Dementia is not one specific disease, but is a term used to describe a variety of symptoms caused by disorders that affect the brain. These disorders are characterized by impaired memory and difficulty with language, motor activity, recognizing objects and “executive function,” which refers to the ability to plan and organize.
It’s important to recognize that although dementia is usually accompanied by memory loss, not all memory loss is a sign of dementia. Your Wellstar neurologist will help you understand the distinction and take steps to determine if the symptoms indicate dementia.
Dementia is typically an illness that affects older adults, but it is not a normal part of aging.
The most common type of dementia is Alzheimer’s Disease. Another common type is vascular dementia, which is a result of brain damage from strokes and other causes. Other types include Lewy body dementia, Huntington’s disease and Creutzfeldt-Jakob disease.
Conditions that can cause dementia and dementia-like symptoms include medications, metabolic abnormalities, nutritional deficiencies, infections, poisoning, brain tumors, heart and lung problems and conditions that cause reduced oxygen supply to the brain.
Symptoms of dementia can vary a great deal. At least two core mental functions must show significant impairment to be considered dementia. These are:
- Communication and language
- Ability to focus and pay attention
- Reasoning and judgment
- Visual perception
Age and genetics are risk factors for developing dementia. While these cannot be changed, other controllable risk factors may play a role. Researchers continue to study the impact of cardiovascular factors, fitness and nutrition.
While links have not been definitively proven, Wellstar neurologists agree that taking certain steps to protect the brain and increase the flow of blood and oxygen to the brain may reduce the risk of developing dementia.
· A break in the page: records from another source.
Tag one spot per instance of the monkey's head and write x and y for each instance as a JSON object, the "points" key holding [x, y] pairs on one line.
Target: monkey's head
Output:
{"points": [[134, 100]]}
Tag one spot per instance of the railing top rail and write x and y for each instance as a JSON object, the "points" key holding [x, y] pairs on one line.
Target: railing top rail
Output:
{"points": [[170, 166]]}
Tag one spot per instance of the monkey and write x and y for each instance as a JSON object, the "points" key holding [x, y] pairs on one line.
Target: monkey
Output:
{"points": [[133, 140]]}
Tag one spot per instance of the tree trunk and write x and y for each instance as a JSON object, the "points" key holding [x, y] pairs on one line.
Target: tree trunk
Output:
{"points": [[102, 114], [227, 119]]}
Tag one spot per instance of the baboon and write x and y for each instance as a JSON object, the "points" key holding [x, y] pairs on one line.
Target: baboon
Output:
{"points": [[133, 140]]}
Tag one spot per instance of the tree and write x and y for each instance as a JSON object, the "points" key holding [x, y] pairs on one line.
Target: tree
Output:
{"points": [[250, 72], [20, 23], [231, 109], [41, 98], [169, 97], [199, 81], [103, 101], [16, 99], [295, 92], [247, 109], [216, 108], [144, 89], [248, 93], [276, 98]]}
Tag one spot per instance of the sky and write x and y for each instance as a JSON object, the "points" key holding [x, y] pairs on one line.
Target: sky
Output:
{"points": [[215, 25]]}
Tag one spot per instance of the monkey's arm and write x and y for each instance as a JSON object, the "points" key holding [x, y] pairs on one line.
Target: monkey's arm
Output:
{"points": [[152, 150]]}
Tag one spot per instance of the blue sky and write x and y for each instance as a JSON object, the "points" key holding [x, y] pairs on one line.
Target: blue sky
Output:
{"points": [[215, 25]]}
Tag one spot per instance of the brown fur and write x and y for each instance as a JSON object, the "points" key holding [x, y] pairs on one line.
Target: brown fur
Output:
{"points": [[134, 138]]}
There is no “magic bullet” for preventing dementia. But following healthy habits may help prevent damage to brain cells that cause dementia. These habits include:
- Quit smoking or don’t start
- Keep blood pressure, cholesterol and blood sugar within recommended limits
- Maintain a healthy weight
- Get regular physical exercise to increase blood flow and oxygen to the brain
- Eat a healthy diet that’s low in red meat and rich in whole grains, fruits and vegetables, fish and nuts
Your Wellstar neurologist will help diagnose or rule out dementia by conducting a thorough medical history and a physical examination to learn about a patient’s diet, alcohol, medications, behavior, function and thinking. Identifying the specific type of dementia can be challenging because symptoms and brain changes of various dementias can overlap. Also, many other conditions can cause confused thinking and memory problems. Examples include anemia, depression, diabetes and heart disease.
Tools and Tests
A variety of tests are used to help make an accurate diagnosis of dementia. Among these:
- Lab tests of urine and blood to determine if symptoms may be from other causes
- A neurological exam to test reflexes, coordination, muscle strength, eye movement, speech and sensation
- Mental status test to evaluate memory and problem-solving abilities
- Possible brain imaging
Treating dementia depends on the cause. There is no cure and no treatment to slow or stop progressive dementias including Alzheimer’s Disease. However some medications and non-drug therapies can temporarily improve symptoms.
Researchers are working on developing new treatments for dementia. Ask your Wellstar neurologist about the possibility of clinical trials that let patients participate in the current research and take advantage of emerging drugs and treatments.
Ongoing Care for Dementia
Palliative care and hospice. Wellstar’s certified palliative care physicians and certified registered nurses are dedicated to providing compassionate, quality care in various settings, including home hospice, inpatient hospice nursing homes, assisted living facilities and nursing homes.